When we argue with our friends or parents, we are usually trying to convince them of our viewpoint, and vice versa. We say that someone wins an argument when they convince the other side to agree with their viewpoint. Debate does not work this way. One important way that debate is different from simple argument is that in a debate, you are not trying to convince your opponent or opponents that you are right. Rather, you are trying to convince some third party who is watching the debate. This third party is usually an audience, but it might also be a judge or a panel of judges who have been specially assigned the job of deciding the winner of a debating contest.
Both public and competitive debates are normally on a fixed topic or proposition. The topic might be vague or imprecise, such as “school safety” or “television.” The topic might also suggest a direction for the debate, such as “School safety should be improved,” or “Television should be abolished.” The function of a topic for debate is to constrain the issues that will be debated – generally, judges and audiences expect that debaters will stick to the assigned topic. Debate topics usually deal with issues in controversy. These can be international issues like global warming or local issues like scheduling or dress codes at your school. One of the great things about debate is that once you learn how to debate, you can debate about any given topic.
What is an Argument?
Arguments are the most basic building blocks of debate. Understanding what makes arguments work distinguishes successful debaters from their less successful colleagues, and creates advantages for even the most experienced debaters. Debate is not the same thing as argument. Debate is a place for the presentation of many and various arguments, all of which can serve functions throughout the course of a debate. Of course, not all arguments are equally successful.

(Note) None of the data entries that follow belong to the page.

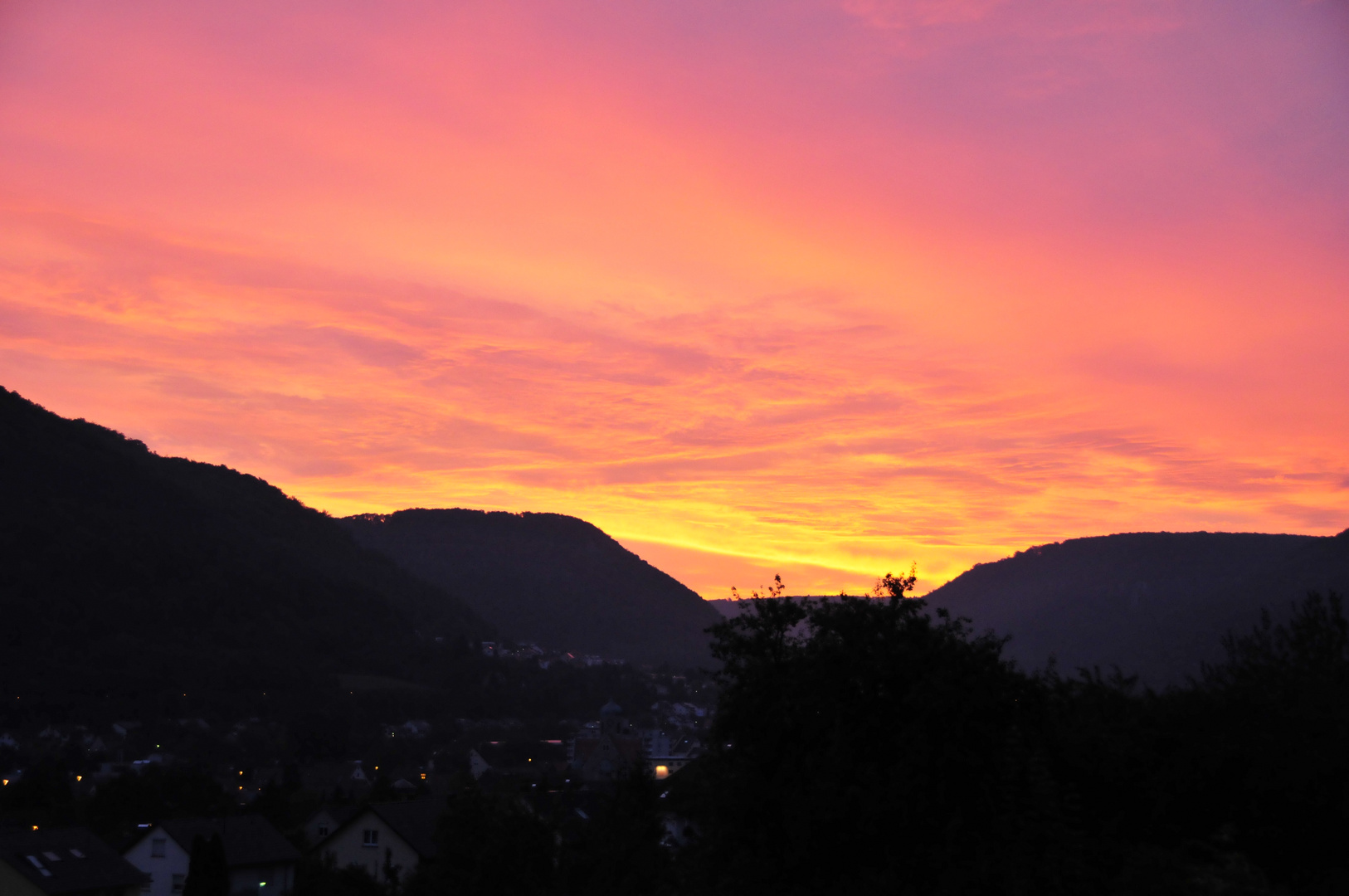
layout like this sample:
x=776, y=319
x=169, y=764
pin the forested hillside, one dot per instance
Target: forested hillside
x=127, y=577
x=1155, y=603
x=548, y=577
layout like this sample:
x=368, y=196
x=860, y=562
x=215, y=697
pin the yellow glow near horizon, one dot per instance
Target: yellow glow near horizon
x=825, y=290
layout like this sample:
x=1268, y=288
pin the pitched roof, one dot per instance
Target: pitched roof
x=413, y=821
x=73, y=859
x=248, y=840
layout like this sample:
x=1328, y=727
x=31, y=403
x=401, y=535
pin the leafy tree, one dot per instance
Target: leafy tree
x=208, y=874
x=487, y=844
x=864, y=745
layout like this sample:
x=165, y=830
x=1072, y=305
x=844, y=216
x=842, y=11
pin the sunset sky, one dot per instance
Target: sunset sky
x=821, y=289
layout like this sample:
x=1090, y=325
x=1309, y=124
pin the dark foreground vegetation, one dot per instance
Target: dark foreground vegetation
x=869, y=747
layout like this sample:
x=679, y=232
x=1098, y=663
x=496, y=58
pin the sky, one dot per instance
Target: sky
x=823, y=289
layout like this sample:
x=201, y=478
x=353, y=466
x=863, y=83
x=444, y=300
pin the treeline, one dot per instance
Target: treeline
x=869, y=747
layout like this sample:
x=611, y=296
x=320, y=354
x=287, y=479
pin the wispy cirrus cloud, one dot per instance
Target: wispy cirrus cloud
x=749, y=289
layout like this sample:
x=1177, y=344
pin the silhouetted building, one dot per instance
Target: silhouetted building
x=386, y=837
x=258, y=857
x=68, y=861
x=603, y=752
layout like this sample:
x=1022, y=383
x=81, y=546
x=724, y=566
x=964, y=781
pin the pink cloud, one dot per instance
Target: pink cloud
x=840, y=286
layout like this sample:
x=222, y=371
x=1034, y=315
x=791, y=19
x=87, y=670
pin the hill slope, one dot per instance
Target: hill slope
x=1154, y=603
x=129, y=574
x=548, y=577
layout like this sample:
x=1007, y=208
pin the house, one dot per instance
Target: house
x=385, y=837
x=69, y=861
x=260, y=859
x=601, y=753
x=327, y=821
x=336, y=780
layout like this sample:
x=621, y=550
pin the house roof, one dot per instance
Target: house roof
x=73, y=859
x=413, y=821
x=248, y=840
x=338, y=816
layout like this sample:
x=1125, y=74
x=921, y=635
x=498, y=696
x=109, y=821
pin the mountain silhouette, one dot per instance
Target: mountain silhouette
x=547, y=577
x=127, y=574
x=1152, y=603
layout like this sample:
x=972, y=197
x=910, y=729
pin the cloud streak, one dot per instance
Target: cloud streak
x=767, y=286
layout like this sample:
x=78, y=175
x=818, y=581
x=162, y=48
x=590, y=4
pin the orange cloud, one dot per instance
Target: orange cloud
x=750, y=292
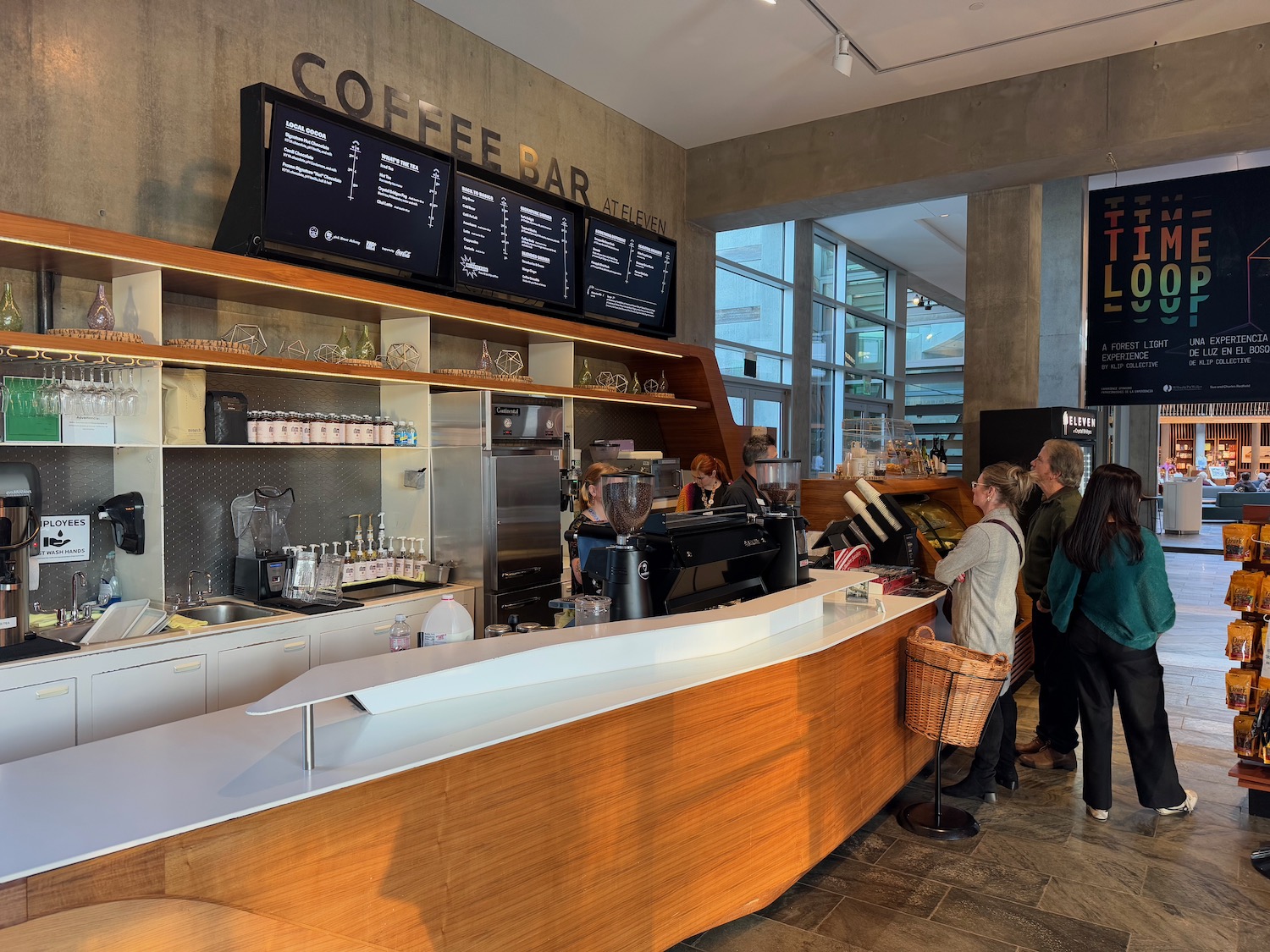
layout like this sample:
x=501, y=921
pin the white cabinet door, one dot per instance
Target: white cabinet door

The question for debaters is how to make successful arguments and how to make these successful arguments work in debates.
Often, arguments are not successful because they are incomplete. It is important to remember that an argument is different from a simple assertion. An assertion is, most simply, a statement that presents an idea as a fact:
- “The school dress code helps students focus.”
- “Hyacinths are better than roses.”
- “The USA should eliminate its nuclear arsenal.”
- “Economic growth is more important than environmental protection.”
Most topics that you will debate formally will be simple claims about the world. They may take the form of propositions of fact, value, or policy, or of any combination of these. In everyday situations, many people mistake simple assertions for arguments. This error leads to debates not unlike those had by children: “Is too.” “Is not.” “Is too.” “Is not…” These are not intellectual or constructive debates.
Simply speaking, all arguments have three basic components: Assertion, Reasoning, and Evidence (A.R.E.). Arguments have an assertion, which is simply a statement that something is so. Arguments also have reasoning, which is the explanation of why the assertion is valid. Reasoning is the “because” part of an argument. Finally, arguments have evidence, the proof of the reasoning. All three components are necessary for complete arguments.
A novice debater might simply offer assertions to prove their point:
“The school dress code helps students focus.”
A more sophisticated debater knows that their argument will be more persuasive with reasoning:
“The school dress code helps students focus because it diminishes the economic and social barriers between students.”
Better yet is the technique of the advanced debater, who offers evidence, or proof, to cement the credibility of their argument:
“The school dress code helps students focus because it diminishes the economic and social barriers between students. Credible university studies conducted across the nation strongly point to this effect.”
If this argument “works” (is it is is persuasive), it will probably be due to the fact that it plays on the audience’s assumption that rules that reduce economic and social barriers between students are good. It may also be persuasive because the data (the evidence being cited by the debater) is credible, or from a credible source.